Enzymatic Degradation of Nylon

20220332915 · 2022-10-20

    Inventors

    Cpc classification

    International classification

    Abstract

    Novel ways of degrading polyamides including Nylon 6 and Nylon 6,6 (polycaprolactam) are disclosed. Microorganisms originally sourced from the environment are utilized to produce an enzyme(s) useful for degrading polyamides. can be degraded by a cutinase, a lipase, or a combination thereof.

    Claims

    1-3. (canceled)

    4. A method of decomposing a polyamide, comprising: providing a composition comprising a polyamide; treating the polyamide with an enzyme composition comprising one or more of manganese peroxidase, protease, lipase, cutinase, and subtilisin.

    5. The method of claim 4 wherein the polyamide comprises nylon6 or nylon6,6.

    6. The method of claim 5 wherein the nylon6 or nylon6,6 is treated with lipase, cutinase, or a combination of lipase and cutinase.

    7. The method of claim 5 wherein the enzyme composition comprises two or more of manganese peroxidase, protease , and subtilisin.

    8. The method of claim 5 wherein the enzyme composition comprises subtilisin and an enzyme originating from a fungus.

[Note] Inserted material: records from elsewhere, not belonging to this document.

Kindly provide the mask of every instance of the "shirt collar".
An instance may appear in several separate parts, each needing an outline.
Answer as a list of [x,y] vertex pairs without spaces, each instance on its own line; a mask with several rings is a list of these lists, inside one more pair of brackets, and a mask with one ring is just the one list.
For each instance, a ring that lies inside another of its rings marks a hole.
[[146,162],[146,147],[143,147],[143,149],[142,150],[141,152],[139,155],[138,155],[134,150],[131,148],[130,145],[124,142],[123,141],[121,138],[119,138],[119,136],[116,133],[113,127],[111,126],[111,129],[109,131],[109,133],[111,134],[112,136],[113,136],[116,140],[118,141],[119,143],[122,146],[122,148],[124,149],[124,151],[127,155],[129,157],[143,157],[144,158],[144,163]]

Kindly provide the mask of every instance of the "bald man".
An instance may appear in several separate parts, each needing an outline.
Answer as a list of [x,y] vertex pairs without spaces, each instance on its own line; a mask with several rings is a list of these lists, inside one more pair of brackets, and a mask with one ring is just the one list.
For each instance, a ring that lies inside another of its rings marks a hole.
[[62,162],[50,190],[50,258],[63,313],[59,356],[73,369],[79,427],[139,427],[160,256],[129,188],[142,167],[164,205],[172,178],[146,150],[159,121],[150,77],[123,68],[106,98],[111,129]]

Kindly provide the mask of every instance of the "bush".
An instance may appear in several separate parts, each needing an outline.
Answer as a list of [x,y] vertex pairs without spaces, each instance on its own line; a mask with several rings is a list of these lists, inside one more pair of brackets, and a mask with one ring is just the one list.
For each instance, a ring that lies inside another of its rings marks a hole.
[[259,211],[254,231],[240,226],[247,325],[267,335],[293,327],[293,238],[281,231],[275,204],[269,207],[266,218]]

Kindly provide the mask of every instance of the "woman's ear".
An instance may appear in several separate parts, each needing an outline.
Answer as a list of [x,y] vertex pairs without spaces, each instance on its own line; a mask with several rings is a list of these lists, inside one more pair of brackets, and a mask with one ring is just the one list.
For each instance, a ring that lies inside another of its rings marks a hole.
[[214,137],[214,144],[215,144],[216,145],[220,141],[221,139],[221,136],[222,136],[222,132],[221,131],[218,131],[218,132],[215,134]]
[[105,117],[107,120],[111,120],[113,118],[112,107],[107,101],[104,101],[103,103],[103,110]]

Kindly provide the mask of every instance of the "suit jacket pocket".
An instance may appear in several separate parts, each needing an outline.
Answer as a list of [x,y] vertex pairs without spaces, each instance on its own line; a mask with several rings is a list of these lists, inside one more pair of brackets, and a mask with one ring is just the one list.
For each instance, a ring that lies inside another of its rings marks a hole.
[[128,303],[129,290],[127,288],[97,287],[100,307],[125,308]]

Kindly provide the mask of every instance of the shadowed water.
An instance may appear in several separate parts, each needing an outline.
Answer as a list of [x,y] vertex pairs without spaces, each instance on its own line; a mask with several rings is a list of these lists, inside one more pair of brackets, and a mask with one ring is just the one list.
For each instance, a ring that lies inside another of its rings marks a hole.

    9. The method of claim 5 wherein the enzyme composition comprises subtilisin and one or more of manganese peroxidase, and cutinase.

    10. The method of claim 5 wherein the polyamide is physically disrupted such as by grinding or bending.

    11. A method of supplementing polyamide degradation by fungal cultures, comprising: providing a polyamide source with a polyamide degrading fungal culture; adding cell-free enzyme extracts to enhance cellular growth on and utilization of a polyamide; wherein the cell-free enzyme extracts comprise subtilisin and cutinase.

    12. The method of claim 11 wherein the fungal cultures comprise Ganoderma sp., P. chrysosporium, P. radiata, Trametes versicolor, Fusarium solani pisi cutinase, Bjerkandra adusta, Cerenna unicolor, and combinations thereof.

    13. The method of claim 11 wherein the polyamide comprises nylon6 or nylon66.

    14. The method of claim 13 wherein veratryl alcohol is added to further enhance degradation.

    15-16. (canceled)

    17. A method degrading nylon6, comprising: treating a composition comprising nylon6 by the with lipase or cutinase; and maintaining contact of the nylon6 with the lipase of cutinase for at least one hour.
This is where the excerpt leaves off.